Bookmark and Share

Notice: On April 23, 2014, Statalist moved from an email list to a forum, based at statalist.org.


[Date Prev][Date Next][Thread Prev][Thread Next][Date Index][Thread Index]

Re: st: RE: if, in using issues with ado files: syntax bug?


From   Kevin Geraghty <[email protected]>
To   [email protected]
Subject   Re: st: RE: if, in using issues with ado files: syntax bug?
Date   Mon, 12 Mar 2012 16:19:48 -0700 (PDT)

Thanks, Nick.

It still feels like unexpected and illogical behavior to me. The syntax permits one to combine "if" and "using", or "in" and "using".  Given the current syntax-checker  behavior, I cannot think of *any* circumstances where it in fact makes sense to write a command with both "if" and "using", or both "in" and "using". So why permit it?

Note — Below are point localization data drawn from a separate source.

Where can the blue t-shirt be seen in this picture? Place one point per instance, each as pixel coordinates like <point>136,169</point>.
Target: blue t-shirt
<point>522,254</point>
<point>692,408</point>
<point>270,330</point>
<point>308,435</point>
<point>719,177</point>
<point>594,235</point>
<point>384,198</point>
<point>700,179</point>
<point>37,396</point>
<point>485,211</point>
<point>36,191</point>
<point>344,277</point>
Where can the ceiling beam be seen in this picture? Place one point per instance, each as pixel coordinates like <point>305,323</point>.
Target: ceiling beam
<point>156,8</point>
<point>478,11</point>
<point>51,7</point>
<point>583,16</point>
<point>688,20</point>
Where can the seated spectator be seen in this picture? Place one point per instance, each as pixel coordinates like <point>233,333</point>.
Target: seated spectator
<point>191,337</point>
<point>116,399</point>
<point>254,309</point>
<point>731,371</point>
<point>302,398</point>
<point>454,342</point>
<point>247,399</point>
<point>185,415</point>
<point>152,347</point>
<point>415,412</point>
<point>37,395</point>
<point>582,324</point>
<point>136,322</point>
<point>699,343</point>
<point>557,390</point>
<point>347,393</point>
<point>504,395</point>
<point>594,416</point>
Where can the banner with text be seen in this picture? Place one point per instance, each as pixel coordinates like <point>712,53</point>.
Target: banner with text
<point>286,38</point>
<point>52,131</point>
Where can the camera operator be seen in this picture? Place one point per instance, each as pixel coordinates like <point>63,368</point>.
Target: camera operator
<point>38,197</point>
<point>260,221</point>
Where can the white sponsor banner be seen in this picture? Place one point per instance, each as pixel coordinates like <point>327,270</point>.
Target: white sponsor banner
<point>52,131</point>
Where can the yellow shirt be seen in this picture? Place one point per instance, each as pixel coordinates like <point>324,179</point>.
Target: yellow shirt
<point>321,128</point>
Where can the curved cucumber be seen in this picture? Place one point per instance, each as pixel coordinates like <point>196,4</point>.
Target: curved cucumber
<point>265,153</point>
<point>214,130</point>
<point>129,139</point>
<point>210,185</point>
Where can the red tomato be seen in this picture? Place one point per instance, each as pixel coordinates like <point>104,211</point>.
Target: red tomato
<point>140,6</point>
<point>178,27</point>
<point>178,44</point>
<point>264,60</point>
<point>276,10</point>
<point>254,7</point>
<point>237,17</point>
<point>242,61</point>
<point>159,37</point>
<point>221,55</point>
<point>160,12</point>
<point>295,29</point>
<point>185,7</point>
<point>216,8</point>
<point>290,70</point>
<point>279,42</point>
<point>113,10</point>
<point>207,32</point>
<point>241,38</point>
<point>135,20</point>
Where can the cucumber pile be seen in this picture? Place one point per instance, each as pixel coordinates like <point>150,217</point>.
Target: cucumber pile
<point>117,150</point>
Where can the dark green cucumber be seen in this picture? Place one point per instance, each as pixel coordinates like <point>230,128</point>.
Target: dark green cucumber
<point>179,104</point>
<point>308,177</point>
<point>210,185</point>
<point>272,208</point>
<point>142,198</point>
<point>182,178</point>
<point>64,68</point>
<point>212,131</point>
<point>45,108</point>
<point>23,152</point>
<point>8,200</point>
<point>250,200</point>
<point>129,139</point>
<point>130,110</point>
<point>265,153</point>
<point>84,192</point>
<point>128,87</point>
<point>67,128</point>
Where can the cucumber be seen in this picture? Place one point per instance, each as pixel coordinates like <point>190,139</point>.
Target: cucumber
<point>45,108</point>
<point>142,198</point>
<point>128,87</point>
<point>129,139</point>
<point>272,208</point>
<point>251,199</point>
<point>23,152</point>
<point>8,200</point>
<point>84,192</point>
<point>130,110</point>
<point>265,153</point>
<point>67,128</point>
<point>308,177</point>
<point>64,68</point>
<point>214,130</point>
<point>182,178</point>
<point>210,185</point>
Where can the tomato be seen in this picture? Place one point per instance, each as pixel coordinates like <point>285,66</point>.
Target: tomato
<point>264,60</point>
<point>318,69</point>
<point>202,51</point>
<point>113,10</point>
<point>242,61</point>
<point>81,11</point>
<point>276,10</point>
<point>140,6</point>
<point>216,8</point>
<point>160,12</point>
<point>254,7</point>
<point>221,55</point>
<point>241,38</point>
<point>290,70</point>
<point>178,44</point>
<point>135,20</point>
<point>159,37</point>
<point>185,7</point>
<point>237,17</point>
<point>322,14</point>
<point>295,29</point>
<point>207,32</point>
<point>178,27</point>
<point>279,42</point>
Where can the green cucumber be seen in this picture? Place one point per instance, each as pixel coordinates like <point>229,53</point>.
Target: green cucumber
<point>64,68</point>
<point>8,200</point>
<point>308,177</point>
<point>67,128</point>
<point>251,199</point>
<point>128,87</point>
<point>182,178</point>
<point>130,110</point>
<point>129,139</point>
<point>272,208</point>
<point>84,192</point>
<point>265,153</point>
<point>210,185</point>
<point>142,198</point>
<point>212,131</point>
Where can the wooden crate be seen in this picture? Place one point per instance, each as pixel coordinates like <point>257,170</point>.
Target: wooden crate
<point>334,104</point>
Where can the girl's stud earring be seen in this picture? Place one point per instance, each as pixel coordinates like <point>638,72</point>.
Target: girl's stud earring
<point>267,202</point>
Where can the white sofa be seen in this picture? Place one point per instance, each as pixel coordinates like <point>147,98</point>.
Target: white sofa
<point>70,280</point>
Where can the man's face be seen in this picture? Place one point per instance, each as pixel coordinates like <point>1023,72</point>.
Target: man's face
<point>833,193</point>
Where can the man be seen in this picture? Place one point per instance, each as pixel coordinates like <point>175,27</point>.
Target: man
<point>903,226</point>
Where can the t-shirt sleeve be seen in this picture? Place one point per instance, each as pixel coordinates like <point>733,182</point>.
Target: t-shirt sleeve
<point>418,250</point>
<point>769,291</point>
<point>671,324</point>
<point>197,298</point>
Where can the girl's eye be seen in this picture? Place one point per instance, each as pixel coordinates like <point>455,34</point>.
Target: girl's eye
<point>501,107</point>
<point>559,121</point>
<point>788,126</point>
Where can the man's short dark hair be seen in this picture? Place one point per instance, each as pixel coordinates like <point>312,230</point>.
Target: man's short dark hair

Same deal with combining a varlist with "using". 

note also that the stata builtin "describe" takes both a varlist and a "using" clause, and it behaves in accordance with my intuition, not with the syntax enforced on user-written ado files. That is, the validity of the varlist is checked against the "using" dataset, not against the one in memory. In truth though, a cursory sweep does not reveal instances of stata built-ins which combine "if" or "in" with "using", and "describe" is the only example I stumbled across of varlist + "using"



 

----- Original Message -----
From: "Nick Cox" <[email protected]>
To: [email protected]
Sent: Monday, March 12, 2012 1:40:19 PM
Subject: Re: st: RE: if, in using issues with ado files: syntax bug?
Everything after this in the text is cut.